Figure 5. The concept of the Space of Optimal Wiring (SOW). A, B, D- seen in “stent boost” showing a large space for wire crossing (yellow dotted line). C- IVUS image of the ostial segment of SB stent after PSO- confirming adequate expansion and apposition to the vessel wall and large cross-sectional area. E- Schematic representation of the SB stent after crushing “en face”- showing the stent strut monolayer and large crossectional SOW. F- IVUS image of MV after SB stent crush, showing large SOW at SB ostium.

Figure 6. Graphic representation of micro-computed tomographic imaging of bench stents deployments using Crush technique. Arrows showing the risk of gaps as a consequence of SB stent distortion due to crush in unpredictable fashion with subsequent wire and balloon passage under SB stent struts.

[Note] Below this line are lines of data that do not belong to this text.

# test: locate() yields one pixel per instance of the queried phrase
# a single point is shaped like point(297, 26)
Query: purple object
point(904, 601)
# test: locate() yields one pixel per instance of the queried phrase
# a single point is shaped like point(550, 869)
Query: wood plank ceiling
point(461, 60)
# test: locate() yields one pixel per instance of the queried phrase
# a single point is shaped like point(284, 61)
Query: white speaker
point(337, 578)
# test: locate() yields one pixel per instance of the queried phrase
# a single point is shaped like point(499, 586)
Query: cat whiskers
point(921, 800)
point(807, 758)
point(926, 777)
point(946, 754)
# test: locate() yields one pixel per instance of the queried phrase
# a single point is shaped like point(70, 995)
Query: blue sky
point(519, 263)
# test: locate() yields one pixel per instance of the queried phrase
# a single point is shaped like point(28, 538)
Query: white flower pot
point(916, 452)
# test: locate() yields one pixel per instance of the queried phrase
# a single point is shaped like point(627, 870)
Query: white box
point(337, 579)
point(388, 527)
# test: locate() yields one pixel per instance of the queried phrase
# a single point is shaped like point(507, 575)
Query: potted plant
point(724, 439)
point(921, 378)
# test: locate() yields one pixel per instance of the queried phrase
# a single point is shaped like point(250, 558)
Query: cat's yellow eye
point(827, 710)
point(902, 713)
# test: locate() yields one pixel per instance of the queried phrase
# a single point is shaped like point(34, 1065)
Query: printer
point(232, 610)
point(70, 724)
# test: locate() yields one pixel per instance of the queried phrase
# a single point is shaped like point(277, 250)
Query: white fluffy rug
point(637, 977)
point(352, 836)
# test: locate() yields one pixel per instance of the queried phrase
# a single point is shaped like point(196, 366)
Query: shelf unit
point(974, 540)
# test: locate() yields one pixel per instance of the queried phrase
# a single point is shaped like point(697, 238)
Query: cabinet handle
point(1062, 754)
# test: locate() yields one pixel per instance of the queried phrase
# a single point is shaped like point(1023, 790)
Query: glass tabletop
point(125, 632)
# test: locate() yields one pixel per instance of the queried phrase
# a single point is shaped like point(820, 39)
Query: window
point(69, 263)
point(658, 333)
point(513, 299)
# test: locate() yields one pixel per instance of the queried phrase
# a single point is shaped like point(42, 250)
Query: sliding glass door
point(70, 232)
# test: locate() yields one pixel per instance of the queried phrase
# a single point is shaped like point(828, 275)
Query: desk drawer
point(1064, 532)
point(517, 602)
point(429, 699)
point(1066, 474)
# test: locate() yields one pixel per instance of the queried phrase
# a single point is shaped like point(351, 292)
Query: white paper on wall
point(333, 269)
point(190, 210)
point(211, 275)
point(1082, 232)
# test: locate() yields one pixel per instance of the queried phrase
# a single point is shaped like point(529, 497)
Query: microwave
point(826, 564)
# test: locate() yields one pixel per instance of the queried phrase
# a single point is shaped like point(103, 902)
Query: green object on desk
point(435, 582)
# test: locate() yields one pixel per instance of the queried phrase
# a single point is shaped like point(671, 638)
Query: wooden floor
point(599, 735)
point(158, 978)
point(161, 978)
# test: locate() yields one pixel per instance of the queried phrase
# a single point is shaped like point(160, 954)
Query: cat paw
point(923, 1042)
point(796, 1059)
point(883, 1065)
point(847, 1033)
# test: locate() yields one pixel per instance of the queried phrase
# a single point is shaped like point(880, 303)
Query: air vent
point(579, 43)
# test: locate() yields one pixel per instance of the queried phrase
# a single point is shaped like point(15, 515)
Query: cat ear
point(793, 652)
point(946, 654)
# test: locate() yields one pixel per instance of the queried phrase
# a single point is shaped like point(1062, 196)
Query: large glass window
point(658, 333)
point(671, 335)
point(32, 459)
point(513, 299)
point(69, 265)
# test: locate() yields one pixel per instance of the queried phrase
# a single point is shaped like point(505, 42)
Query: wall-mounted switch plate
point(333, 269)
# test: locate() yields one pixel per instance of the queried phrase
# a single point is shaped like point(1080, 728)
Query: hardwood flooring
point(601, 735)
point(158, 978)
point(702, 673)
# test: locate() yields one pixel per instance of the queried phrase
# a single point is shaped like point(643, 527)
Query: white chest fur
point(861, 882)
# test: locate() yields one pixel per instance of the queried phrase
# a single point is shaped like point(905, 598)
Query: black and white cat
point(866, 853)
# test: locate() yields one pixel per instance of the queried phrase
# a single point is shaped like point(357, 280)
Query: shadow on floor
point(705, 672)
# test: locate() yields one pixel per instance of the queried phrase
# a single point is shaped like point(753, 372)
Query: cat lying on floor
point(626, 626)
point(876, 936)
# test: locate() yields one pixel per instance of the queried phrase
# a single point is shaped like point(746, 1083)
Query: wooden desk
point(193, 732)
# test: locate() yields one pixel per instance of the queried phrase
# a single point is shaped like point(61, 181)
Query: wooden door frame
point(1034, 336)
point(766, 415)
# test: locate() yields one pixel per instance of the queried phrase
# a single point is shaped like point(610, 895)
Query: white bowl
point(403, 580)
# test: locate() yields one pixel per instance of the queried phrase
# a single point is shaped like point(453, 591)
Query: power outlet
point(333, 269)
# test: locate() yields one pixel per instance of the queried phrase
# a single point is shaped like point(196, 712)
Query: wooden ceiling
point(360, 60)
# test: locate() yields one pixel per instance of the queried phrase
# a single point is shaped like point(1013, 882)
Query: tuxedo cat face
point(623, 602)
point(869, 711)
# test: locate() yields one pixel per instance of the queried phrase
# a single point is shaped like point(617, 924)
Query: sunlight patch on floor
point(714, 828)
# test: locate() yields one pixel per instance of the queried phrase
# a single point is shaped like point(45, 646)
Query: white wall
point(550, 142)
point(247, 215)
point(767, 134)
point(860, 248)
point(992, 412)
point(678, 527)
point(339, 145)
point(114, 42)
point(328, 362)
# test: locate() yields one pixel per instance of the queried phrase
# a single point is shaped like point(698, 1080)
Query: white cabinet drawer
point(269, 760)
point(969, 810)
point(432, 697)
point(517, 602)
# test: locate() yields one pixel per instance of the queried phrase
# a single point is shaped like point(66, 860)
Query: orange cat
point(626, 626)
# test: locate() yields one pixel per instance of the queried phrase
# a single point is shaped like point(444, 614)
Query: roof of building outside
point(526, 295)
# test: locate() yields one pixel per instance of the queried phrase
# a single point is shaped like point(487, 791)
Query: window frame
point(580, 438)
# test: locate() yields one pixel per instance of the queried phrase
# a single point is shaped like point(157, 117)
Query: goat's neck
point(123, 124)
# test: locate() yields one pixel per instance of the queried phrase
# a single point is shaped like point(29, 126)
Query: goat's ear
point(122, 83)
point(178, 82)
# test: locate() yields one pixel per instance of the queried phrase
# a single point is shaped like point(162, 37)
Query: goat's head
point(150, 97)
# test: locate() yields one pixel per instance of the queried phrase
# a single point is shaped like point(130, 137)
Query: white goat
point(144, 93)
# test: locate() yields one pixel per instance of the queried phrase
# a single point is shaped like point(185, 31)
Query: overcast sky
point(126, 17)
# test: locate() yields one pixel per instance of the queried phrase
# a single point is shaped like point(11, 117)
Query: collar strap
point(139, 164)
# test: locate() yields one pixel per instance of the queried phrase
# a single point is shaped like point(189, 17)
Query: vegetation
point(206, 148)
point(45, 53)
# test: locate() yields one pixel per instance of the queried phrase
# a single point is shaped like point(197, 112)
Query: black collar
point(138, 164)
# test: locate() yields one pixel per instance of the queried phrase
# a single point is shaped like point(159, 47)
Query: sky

Figure 7. Final “stent boost” imanging and angiographic results. A- “stent boost” imanging and B, C, D-final angiographic results after applying the PSO modification showing perfect stent expansion, apposition, absence of gaps.

PSO is a promising technical iteration during crush stenting. Further imaging studies with phantom mi-crophotography and in-vivo intracoronary imaging are anticipated to further enlight on the beneficial effects on SB optimization. For now, single-center experience and opinion are that PSO allows the operator to optimize the SB ostium by 1) enabling sufficient strut apposition at the carina 2) eliminating the risk of SB DES distortion, 3) increasing the space of optimal re-wiring, 4) avoiding guidewire advancement in the peri-strut area. Although we describe this technical iteration during crush stenting, PSO can be widely applied also in other 2-stent techniques such as TAP and Cu-lotte. The technique is adding no additional equipment and saves time and effort to the operator and gives better results.

DES, drug-eluting stent; SB, Side Branch; DK-Crush, double kissing Crush; MB, Main Branch; PSO, Proximal SB optimization; KBI, kissing balloon inflation; POT, Proximal Optimisation Technique; NC, Non Compliant; IVUS, intravascular ultrasound; SOW, Space of Optimal Wiring; TAP, T-stenting and small Protrusion.

Conflict of interest: none declared.